Hakanai bi (ephemeral beauty) denotes sadness, and yet in the awareness of the pathos of life, the Japanese found profound beauty.
For the Japanese, the sense of beauty is deeply tragic, tied to the inevitability of death.
Jesus’ tears were also ephemeral and beautiful. His tears remain with us as an enduring reminder of the Savior who weeps. Rather than to despair, though, Jesus’ tears lead the way to the greatest hope of the resurrection. Rather than suicide, Jesus’ tears lead to abundant life.
…we are shown so clearly the full import of Jesus’ humanity and His empathy and compassion in His willingness to weep, to shed tears, to empty Himself and to stand naked before us:
(using poetic license here to imagine what Jesus might have said.)
[‘See, my precious ones, I AM like you in your humanness. That is why my Father
has sent me to you to show you the depth of His love for you and to acknowledge
that He knows and understands your pain wrought from your brokenness.’]

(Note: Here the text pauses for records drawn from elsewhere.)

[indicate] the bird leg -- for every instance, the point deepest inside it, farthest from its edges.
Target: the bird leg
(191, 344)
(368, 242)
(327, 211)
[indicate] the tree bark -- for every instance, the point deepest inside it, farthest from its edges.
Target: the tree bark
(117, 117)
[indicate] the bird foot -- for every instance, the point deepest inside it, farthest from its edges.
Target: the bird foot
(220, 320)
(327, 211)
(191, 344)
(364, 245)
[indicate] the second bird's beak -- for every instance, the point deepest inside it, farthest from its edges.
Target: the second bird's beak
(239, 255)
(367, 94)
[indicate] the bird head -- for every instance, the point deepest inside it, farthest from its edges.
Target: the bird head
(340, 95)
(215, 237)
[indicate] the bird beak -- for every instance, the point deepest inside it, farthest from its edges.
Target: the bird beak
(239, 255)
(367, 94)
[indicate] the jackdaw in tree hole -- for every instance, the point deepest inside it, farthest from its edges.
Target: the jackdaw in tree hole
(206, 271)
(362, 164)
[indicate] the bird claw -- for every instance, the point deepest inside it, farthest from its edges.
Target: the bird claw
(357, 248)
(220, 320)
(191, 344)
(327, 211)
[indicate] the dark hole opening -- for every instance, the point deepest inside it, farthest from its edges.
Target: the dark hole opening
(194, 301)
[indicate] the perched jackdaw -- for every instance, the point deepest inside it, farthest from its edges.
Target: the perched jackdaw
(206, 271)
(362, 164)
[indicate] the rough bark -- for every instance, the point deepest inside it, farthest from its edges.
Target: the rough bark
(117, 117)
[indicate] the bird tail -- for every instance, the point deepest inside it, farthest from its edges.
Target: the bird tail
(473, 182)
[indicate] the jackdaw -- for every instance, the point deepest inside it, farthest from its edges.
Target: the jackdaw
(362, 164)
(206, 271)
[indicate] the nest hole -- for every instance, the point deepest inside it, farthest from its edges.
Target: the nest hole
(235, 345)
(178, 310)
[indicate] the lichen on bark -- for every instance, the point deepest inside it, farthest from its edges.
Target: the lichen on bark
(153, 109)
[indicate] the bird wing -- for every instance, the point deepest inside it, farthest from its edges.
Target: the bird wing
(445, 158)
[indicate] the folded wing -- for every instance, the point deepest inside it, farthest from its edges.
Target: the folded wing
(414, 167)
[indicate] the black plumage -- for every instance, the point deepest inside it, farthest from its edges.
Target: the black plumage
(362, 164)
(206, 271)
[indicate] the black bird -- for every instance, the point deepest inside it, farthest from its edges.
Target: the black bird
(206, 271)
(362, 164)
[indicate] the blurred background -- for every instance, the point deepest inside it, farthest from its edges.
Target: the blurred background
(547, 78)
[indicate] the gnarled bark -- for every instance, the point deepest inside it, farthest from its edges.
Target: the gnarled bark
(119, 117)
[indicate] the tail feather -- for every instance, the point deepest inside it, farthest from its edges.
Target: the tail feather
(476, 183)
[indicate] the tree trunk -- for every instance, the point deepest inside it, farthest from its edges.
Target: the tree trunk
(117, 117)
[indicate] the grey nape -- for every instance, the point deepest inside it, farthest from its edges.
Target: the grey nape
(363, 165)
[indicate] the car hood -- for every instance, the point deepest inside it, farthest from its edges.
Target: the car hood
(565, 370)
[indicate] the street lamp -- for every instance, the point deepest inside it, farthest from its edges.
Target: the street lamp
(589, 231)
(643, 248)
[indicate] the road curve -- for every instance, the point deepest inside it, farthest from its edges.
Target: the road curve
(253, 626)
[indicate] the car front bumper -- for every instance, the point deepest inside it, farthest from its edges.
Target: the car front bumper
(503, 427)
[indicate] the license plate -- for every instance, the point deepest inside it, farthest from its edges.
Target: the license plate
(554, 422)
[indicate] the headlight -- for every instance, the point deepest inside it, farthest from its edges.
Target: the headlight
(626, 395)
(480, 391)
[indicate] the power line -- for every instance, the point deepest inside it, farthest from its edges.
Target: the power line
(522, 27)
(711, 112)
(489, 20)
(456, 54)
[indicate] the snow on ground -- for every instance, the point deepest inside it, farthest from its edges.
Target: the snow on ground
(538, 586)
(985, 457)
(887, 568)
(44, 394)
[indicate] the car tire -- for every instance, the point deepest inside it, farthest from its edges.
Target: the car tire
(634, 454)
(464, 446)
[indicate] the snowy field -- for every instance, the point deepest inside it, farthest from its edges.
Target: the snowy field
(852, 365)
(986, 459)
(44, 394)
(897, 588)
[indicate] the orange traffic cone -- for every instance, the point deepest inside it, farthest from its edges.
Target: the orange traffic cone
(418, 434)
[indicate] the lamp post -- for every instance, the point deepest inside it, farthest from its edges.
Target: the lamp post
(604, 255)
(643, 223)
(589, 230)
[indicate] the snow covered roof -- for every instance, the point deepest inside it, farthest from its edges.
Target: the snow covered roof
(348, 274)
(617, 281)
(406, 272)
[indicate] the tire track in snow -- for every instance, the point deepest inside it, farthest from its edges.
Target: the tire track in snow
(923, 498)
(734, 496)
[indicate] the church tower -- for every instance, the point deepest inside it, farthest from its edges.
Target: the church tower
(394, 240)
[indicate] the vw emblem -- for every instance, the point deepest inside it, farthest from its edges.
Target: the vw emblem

The act of weeping, sobbing, crying IS the letting go of our pent up hidden sorrow and our woundedness, held back behind a retaining wall by the sheer force of our willpower and by our reticence to show our true self, our vulnerability. Once released, and emptied of the dross behind the dam, we are washed clean by the cleansing waters of our tears. It is only then, and with the help of Jesus who experienced heart-rending sorrows, that the healing can begin. He demonstrated that to us by His promised Resurrection!